Compiling and other project level tasks must work just as quickly as they do now.

It is also important to be able to have multiple working directories for the same repo. Multiple people working on the same code base will want to have their own working directory and be able to manage their “local” commits before pushing into the central shared repo.

The way data is handled on SAFE and the integrated version control makes me think this would definitely be doable. The git repo could effectively just be a chain of versions explicitly defined by the user, with some metadata. The git version would just be a pointer to the maidsafe version of the working directory that the user chooses. Checking out a git commit would be as simple as changing the directory pointer in the VFS to point to the correct version on SAFE. It would be nice to be able to set different versions to have different permission levels, which I don’t think it currently possible.

This is a pretty fundamental change to how git does things, however.

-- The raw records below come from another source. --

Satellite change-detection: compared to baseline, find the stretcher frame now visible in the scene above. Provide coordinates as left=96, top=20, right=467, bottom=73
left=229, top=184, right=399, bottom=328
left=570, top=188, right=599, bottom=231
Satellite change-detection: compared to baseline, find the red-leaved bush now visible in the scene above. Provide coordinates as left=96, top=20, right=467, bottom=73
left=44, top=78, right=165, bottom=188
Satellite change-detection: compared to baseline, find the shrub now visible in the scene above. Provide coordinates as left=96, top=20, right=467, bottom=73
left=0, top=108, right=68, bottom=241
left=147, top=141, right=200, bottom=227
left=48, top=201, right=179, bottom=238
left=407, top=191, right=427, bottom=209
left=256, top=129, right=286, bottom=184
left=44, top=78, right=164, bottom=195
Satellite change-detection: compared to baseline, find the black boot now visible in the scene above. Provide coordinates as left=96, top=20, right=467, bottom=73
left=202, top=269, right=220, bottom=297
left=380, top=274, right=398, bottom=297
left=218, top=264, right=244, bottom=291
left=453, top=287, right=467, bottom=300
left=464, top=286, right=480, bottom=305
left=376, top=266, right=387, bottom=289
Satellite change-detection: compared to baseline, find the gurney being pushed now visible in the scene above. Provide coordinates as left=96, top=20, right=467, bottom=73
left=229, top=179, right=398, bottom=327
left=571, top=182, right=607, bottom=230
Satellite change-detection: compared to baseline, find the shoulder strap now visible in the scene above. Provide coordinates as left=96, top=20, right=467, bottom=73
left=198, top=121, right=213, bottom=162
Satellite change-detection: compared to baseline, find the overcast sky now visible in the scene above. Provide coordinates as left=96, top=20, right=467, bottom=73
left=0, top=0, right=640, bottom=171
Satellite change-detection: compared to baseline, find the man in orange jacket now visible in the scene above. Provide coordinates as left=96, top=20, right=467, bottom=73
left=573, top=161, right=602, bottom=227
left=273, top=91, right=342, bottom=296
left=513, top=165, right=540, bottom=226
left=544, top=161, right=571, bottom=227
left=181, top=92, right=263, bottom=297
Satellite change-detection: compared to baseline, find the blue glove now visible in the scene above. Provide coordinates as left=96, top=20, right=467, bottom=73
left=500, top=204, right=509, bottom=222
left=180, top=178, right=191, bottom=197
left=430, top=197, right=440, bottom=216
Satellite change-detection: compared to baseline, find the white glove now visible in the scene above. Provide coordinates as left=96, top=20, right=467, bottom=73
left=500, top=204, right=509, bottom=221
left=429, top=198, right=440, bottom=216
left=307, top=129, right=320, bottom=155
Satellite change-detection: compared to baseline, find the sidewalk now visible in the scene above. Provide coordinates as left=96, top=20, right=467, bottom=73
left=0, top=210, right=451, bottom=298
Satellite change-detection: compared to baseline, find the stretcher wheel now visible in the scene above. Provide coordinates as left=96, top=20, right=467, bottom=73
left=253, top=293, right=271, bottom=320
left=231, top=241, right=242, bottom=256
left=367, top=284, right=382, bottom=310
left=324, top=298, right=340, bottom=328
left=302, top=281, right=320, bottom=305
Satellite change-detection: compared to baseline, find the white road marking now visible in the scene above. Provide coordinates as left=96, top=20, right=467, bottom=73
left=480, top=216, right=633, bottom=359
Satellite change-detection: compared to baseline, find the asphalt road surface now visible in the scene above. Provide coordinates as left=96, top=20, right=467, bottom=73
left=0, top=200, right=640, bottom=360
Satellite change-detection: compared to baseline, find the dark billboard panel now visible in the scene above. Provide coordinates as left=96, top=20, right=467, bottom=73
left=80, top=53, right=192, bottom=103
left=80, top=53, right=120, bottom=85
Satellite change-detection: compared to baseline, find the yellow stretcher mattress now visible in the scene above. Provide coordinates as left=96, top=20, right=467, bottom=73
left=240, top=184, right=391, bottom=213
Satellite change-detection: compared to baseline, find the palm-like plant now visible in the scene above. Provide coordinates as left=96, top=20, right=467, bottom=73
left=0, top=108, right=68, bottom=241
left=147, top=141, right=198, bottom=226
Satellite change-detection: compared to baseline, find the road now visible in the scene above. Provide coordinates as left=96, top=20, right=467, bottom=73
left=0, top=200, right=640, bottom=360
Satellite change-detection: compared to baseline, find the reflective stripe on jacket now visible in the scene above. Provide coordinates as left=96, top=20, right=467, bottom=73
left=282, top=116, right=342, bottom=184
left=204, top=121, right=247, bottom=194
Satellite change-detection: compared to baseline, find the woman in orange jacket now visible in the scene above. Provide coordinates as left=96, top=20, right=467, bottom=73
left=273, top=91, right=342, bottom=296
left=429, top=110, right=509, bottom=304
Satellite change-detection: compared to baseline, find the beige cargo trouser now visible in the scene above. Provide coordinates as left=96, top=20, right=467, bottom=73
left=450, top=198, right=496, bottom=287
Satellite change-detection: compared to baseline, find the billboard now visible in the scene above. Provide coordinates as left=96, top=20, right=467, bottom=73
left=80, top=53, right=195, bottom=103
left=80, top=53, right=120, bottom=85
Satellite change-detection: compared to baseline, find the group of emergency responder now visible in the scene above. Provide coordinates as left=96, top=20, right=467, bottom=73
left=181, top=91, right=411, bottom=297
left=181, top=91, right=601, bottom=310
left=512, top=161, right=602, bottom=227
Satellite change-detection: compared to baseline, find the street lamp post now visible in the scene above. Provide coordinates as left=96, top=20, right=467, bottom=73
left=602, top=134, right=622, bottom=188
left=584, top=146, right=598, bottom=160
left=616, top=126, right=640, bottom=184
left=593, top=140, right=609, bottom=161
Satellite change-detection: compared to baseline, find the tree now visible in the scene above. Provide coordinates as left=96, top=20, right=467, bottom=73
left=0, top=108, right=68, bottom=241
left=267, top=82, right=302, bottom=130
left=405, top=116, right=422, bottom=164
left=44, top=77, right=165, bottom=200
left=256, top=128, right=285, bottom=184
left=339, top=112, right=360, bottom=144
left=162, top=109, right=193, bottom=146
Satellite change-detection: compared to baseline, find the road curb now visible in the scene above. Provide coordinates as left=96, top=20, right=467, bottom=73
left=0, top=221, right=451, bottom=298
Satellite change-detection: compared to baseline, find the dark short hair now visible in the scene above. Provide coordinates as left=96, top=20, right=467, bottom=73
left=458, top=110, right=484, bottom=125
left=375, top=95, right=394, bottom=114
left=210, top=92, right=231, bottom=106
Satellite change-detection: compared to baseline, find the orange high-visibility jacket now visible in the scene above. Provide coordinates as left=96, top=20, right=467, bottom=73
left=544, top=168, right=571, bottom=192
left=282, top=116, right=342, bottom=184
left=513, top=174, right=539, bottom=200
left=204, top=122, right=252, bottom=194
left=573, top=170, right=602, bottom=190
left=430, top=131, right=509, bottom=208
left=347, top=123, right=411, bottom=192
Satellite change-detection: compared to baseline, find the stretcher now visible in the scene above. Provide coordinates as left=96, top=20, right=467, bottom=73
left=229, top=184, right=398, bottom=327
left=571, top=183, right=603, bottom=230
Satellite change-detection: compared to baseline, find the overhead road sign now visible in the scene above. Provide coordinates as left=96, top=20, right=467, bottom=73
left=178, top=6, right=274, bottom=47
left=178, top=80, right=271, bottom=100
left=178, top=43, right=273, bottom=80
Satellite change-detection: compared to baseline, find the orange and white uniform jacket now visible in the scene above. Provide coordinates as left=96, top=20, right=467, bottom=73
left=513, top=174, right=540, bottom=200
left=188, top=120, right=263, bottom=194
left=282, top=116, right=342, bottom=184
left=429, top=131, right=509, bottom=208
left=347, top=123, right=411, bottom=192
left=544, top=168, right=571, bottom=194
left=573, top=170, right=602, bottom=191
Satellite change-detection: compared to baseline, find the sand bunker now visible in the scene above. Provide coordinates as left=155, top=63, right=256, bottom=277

This sort of thing could be a fundamental component of maidsafe to allow users better control of versions and history. I could see an Apple time machine type application built on top of this.

It seems to me, it would be much easier to take git and tweak how pushes/pulls/clones work to integrate it into maidsafe. Also, it would be easier for users to pickup and understand as it is just like their current git, with a few tweaks to make it awesome. You wouldn’t even need fuse installed; you could distribute it as a self contained git client.

Reworking git to efficiently use the VFS drive looks like a lot more work to me. And it would be a harder sell to users that have never heard of Maidsafe.

True compiling is quite an involved process with the amount of intermediary files written and deleted before a single lib or exe gets spit out by the system. I guess once testing starts, we will all find out if this is achievable even in the early days.

Absolutely, here I was just referring to a git like structure. So you got your remote and local on the SAFE network. The local clone could be in your private drive part when the remote portion could say be from a share(private/public). So when you commit and push, you’re pushing to another part of the network. This should keep the functionality of this modified-git alike quite simply while giving you exceptional amounts of de-duplication when dealing with multiple local clone’s

As to writing a git-like app that uses the network’s versioning itself, that might indeed be a more involved project with a lot more things to tackle and implement. Something that might be more efficient but would require some serious time.

Let’s see :slight_smile: once the Example’s project starts rolling out and we get to some app example stages we could revisit this topic and consider if it might be feasible and useful to have an example or two about implementing such a system. Maybe git or svn or something along the lines for source-control.